996 Настоящая драка в таком одеянии вряд ли возможна. Соперники моментально запутаются во множестве складок своей нелепой одежды. Они вполне свободны в словах и жестах, но, когда уже ожидаешь худшего, все сводится к хватанию за грудки или за воротник рубахи. Однажды я наблюдал, как два мальчика лет восьми-девяти сильно поссорились в ходе игры. Дошло до кулаков. Все мы прекрасно помним, что значит драка между мальчиками в этом возрасте. Но на поведение маленьких индусов действительно стоило посмотреть: они наносили яростные удары, но опасные на вид движения замирали чудесным образом приблизительно в пяди от лица противника – а смотрелось так, будто и вправду шла отчаянная драка! Индусы крайне культурны. Впрочем, дело было на юге; на севере мусульманский элемент, думаю, должен усиливать серьезность происходящего, если доходит до драки.

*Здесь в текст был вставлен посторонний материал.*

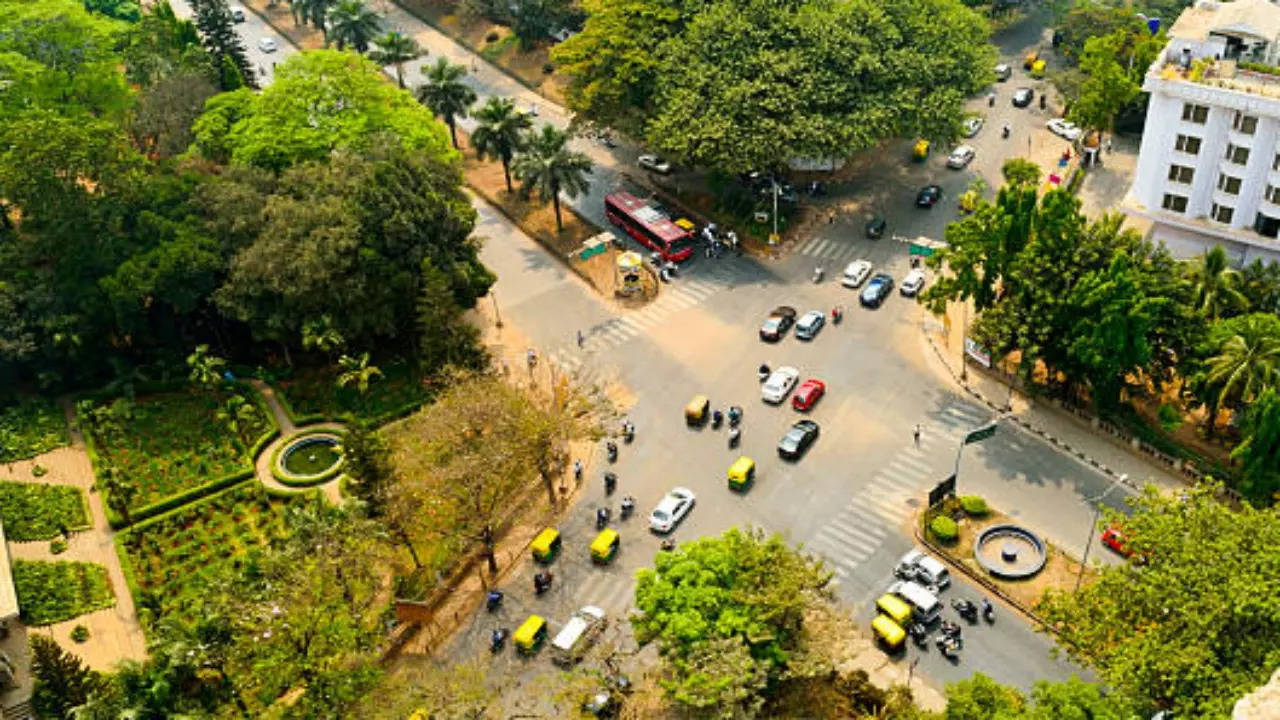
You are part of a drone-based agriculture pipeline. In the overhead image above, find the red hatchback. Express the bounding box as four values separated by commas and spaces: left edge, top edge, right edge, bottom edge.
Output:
791, 378, 827, 410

997 Впечатление мягкости, которое производит индус, указывает на преобладание в семье женского элемента – предположительно, на материнское влияние. Кажется, что это стиль, обусловленный древней матриархальной традицией. Образованный индус во многом схож по характеру с типажами «семейного мальчика» и «хорошего» сына, который знает, что ему нужно ладить с матерью, и, более того, умеет с нею ладить. Но такое же впечатление производят и местные женщины, которые выказывают столь продуманную, столь предусмотрительную скромность и неприметность, что сразу возникает ощущение, будто имеешь дело с чрезвычайно одомашненным (kultivierten) и общественным человеком. В их голосах нет ни резкости, ни надменности, ни мужеподобности, ни грубости, так что было очень приятно сопоставлять индианок с некоторыми знакомыми мне европейками, чьи напряженные, слишком громкие и судорожные голоса выдают вымученную, неестественную установку.